Minister of Trade
- In office 1 January 1963 – 1 February 1964
- President: Ahmed Sékou Touré

Member of the Politburo
- In office 19 January 1968 – 3 April 1984
- President: Ahmed Sékou Touré

Minister of Energy
- In office 1 June 1979 – 3 April 1984
- President: Ahmed Sékou Touré

Personal details
- Born: 1924 Molota, Kindia Region, French Guinea
- Died: c. 1984 Guinea
- Cause of death: Execution
- Party: Democratic Party of Guinea – African Democratic Rally

= N'Famara Keïta =

Guinean economist and politician

N'Famara Keïta (1924 - c.1984) was a Guinean economist and politician. He served in the council of the Politburo of the First Republic of Guinea as Minister of Trade from 1963.

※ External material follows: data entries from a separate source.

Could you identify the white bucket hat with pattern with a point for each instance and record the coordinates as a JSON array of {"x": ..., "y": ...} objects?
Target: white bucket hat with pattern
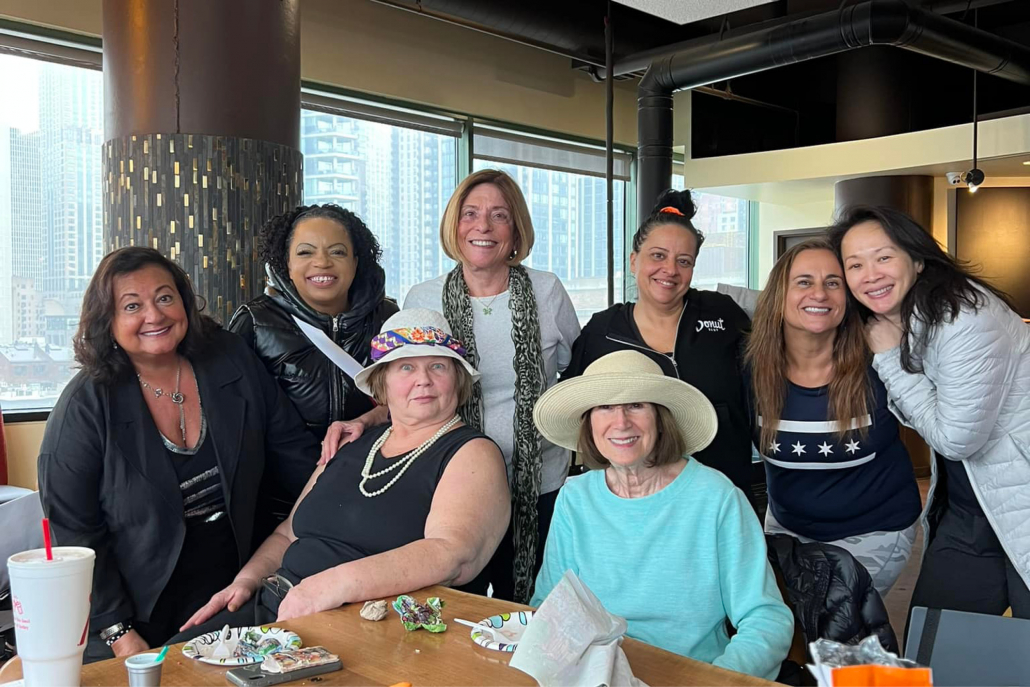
[{"x": 413, "y": 333}]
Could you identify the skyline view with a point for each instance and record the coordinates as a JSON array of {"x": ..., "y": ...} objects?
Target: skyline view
[{"x": 398, "y": 179}]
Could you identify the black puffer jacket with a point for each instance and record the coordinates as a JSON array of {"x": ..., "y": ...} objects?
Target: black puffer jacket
[
  {"x": 321, "y": 392},
  {"x": 830, "y": 593}
]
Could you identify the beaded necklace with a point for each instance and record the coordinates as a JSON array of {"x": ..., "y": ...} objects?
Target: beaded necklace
[{"x": 402, "y": 464}]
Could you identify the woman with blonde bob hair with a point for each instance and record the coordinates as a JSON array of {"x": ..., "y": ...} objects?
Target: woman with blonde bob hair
[
  {"x": 835, "y": 467},
  {"x": 651, "y": 517},
  {"x": 524, "y": 318}
]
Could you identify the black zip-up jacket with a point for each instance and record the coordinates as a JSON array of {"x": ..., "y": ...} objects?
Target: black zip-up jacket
[
  {"x": 708, "y": 355},
  {"x": 319, "y": 390}
]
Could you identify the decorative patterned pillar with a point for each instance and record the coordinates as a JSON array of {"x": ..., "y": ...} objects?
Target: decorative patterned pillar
[{"x": 202, "y": 119}]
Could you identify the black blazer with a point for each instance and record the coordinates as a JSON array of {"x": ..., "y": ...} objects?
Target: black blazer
[{"x": 106, "y": 482}]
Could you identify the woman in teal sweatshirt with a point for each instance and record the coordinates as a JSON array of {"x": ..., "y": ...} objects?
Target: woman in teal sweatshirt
[{"x": 664, "y": 542}]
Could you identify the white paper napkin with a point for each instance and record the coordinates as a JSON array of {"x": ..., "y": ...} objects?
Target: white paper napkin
[{"x": 572, "y": 640}]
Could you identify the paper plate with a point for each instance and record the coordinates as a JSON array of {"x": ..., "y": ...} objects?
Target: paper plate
[
  {"x": 511, "y": 625},
  {"x": 249, "y": 645}
]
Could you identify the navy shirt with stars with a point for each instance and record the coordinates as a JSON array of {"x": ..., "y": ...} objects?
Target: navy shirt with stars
[{"x": 825, "y": 487}]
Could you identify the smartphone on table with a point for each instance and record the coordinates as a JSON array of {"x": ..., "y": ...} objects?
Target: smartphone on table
[{"x": 252, "y": 676}]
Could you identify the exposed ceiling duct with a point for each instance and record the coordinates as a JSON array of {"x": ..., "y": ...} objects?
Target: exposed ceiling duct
[
  {"x": 853, "y": 26},
  {"x": 563, "y": 28}
]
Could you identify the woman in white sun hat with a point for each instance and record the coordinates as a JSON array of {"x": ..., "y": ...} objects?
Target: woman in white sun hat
[
  {"x": 664, "y": 542},
  {"x": 420, "y": 501}
]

Keïta was born in 1924 in Molota in the Kindia Region, completed some secondary schooling in Dakar and in 1947 was appointed a court clerk in Macenta. He was selected by the future President Ahmed Sékou Touré as a trade union activist, and became a member of the Guinean Democratic Party. In 1956 he was elected mayor of Kindia. When Guinea gained independence from France, on 10 November 1958 he was appointed secretary of state in the Office of the Presidency.

In April 1960, as Minister of Cooperatives, he unveiled a plan for development of industry and agriculture that significantly increased collective ownership of the means of production, a measure greeted enthusiastically by party militants and unexpectedly endorsed by the president.
In 1962 he visited Moscow, where he signed a trade agreement.
On 1 January 1963 he was appointed Minister of Trade, on 1 February 1964 he was named Vice-President and on 8 November 1964 he became Minister for Macenta. On 19 January 1968 he was named a member of the politburo and Minister of Commerce, Transport, Posts and Telecommunications.
In this role, in February 1969 he visited China in 1969 where he met Mao Zedong in Beijing.
In the 1972 cabinet he became Minister of Social Affairs.
In May 1972 he was among the members of the National Politburo who welcomed Fidel Castro of Cuba on his visit to Guinea.
In a final cabinet reorganization on 1 June 1979 he was appointed Minister of Energy and for Konkouré.

After the death of Sékou Touré, the military seized power and arrested Keïta and other members of the former government. He was later executed.